- Kamianets Location in Kirovohrad Oblast Kamianets Location in Ukraine
- Coordinates: 48°21′41″N 32°39′23″E﻿ / ﻿48.36139°N 32.65639°E
- Country: Ukraine
- Oblast: Kirovohrad Oblast
- Raion: Kropyvnytskyi Raion
- Hromada: Novhorodka settlement hromada

Population (2022)
- • Total: 5,425
- Time zone: UTC+2 (EET)
- • Summer (DST): UTC+3 (EEST)

= Kamianets, Kirovohrad Oblast =

Rural locality in Kirovohrad Oblast, Ukraine

Kamianets (Кам'янець, Каменец), formerly Novhorodka (Новгородка; Новгородка) is a rural settlement in Kropyvnytskyi Raion, Kirovohrad Oblast, Ukraine. It is located on the Kamianka, a left tributary of the Inhul in the drainage basin of the Southern Bug. Kamianets hosts the administration of Novhorodka settlement hromada, one of the hromadas of Ukraine. Population:

==History==
Until 18 July 2020, Novhorodka was the administrative center of Novhorodka Raion. The raion was abolished in July 2020 as part of the administrative reform of Ukraine, which reduced the number of raions of Kirovohrad Oblast to four. The area of Novhorodka Raion was merged into Kropyvnytskyi Raion.

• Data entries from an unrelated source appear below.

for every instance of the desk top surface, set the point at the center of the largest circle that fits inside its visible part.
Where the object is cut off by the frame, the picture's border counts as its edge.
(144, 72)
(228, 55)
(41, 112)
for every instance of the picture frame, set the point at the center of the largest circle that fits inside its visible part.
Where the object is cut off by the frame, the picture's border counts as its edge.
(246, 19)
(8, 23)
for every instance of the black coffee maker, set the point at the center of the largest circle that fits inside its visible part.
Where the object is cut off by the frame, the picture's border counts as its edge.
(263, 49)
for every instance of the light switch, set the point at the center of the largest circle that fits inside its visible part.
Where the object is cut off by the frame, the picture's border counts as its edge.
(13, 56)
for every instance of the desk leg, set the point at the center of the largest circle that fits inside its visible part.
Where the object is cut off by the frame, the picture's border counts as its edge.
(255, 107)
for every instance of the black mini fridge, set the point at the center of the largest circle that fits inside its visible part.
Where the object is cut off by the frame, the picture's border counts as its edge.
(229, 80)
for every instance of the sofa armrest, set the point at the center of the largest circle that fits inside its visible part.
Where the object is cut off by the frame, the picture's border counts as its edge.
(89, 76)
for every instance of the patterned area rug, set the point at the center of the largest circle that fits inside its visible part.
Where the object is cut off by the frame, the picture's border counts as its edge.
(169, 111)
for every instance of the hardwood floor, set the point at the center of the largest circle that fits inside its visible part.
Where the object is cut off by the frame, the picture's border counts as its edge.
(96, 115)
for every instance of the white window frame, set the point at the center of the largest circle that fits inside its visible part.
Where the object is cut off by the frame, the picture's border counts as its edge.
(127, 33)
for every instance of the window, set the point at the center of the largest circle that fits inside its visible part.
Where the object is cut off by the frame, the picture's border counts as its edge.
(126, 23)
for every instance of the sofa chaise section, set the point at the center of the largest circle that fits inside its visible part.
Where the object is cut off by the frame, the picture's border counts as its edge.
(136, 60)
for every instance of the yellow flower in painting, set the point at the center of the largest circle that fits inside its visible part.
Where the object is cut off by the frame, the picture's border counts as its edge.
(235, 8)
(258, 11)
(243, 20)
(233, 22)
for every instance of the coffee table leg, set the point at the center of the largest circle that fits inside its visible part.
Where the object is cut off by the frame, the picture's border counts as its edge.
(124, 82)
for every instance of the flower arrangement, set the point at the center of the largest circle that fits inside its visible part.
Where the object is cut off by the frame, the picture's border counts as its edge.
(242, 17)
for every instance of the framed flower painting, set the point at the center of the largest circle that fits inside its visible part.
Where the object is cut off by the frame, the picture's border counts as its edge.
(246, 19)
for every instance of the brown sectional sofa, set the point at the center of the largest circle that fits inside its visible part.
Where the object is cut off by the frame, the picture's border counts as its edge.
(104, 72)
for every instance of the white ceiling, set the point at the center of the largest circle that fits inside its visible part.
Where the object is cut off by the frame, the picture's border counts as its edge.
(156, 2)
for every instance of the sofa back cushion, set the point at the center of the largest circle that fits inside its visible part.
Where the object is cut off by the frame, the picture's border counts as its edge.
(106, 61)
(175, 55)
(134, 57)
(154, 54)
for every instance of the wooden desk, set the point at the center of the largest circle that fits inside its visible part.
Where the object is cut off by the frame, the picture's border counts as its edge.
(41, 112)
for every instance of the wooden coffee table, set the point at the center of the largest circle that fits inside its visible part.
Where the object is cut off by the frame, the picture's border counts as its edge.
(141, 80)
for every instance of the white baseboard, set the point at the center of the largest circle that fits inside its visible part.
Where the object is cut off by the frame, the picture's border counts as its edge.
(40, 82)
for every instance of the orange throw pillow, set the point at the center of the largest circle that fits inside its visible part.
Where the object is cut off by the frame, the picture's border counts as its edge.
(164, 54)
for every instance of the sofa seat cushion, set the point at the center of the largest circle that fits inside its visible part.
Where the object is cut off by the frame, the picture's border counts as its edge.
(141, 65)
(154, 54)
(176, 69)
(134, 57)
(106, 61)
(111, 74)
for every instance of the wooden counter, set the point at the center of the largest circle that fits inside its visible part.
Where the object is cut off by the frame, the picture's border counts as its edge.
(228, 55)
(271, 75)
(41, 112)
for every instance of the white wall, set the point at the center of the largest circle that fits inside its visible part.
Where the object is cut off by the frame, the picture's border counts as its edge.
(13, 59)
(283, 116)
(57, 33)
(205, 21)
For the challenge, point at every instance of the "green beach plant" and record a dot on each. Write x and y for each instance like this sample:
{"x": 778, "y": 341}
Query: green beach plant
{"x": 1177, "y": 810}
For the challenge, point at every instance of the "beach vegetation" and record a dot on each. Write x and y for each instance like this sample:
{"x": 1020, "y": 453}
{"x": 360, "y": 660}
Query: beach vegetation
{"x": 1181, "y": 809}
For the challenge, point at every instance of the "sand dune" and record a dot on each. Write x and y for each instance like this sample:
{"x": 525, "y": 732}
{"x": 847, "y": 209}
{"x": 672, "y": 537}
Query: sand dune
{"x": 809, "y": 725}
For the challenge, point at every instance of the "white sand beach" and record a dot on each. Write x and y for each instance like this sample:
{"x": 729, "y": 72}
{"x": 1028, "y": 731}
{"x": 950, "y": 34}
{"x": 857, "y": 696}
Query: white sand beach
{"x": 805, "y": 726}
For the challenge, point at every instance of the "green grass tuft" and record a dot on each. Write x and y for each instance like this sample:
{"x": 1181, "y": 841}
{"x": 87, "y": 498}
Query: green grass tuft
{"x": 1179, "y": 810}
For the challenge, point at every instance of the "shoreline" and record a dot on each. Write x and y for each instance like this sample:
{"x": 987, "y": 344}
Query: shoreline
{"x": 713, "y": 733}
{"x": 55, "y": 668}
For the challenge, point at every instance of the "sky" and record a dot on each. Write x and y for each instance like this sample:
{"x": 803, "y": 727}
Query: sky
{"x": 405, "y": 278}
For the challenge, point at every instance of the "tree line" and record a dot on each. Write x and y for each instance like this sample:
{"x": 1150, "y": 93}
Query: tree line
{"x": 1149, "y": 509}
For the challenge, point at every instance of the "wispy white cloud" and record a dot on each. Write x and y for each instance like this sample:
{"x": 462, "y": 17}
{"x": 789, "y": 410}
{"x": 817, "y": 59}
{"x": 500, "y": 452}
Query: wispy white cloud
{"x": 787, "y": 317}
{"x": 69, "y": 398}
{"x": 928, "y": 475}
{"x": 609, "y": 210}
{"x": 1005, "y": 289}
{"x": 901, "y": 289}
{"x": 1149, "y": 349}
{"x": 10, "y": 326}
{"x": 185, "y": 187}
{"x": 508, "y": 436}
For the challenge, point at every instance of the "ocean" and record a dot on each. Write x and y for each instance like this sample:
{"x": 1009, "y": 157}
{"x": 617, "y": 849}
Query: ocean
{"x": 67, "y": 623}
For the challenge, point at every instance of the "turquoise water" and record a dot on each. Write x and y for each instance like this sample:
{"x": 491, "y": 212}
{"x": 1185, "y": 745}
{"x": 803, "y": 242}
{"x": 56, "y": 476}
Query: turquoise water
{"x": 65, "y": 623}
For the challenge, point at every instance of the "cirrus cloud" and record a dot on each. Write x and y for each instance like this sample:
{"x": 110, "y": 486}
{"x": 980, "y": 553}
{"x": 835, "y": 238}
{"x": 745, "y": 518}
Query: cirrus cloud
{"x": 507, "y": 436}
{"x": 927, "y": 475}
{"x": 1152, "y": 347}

Until 26 January 2024, Novhorodka was designated urban-type settlement. On this day, a new law entered into force which abolished this status, and Novhorodka became a rural settlement.

On 19 September 2024, the Verkhovna Rada voted to rename Novhorodka to Kamianets.

==Economy==
===Transportation===
The settlement is on Highway H23 connecting Kropyvnytskyi and Kryvyi Rih.

The closest railway station is Kutsivka, approximately 10 km south-east of Novhorodka, on the railway connecting Znamianka and Dolynska with further connections to Kryvyi Rih and Mykolaiv. There is infrequent passenger traffic.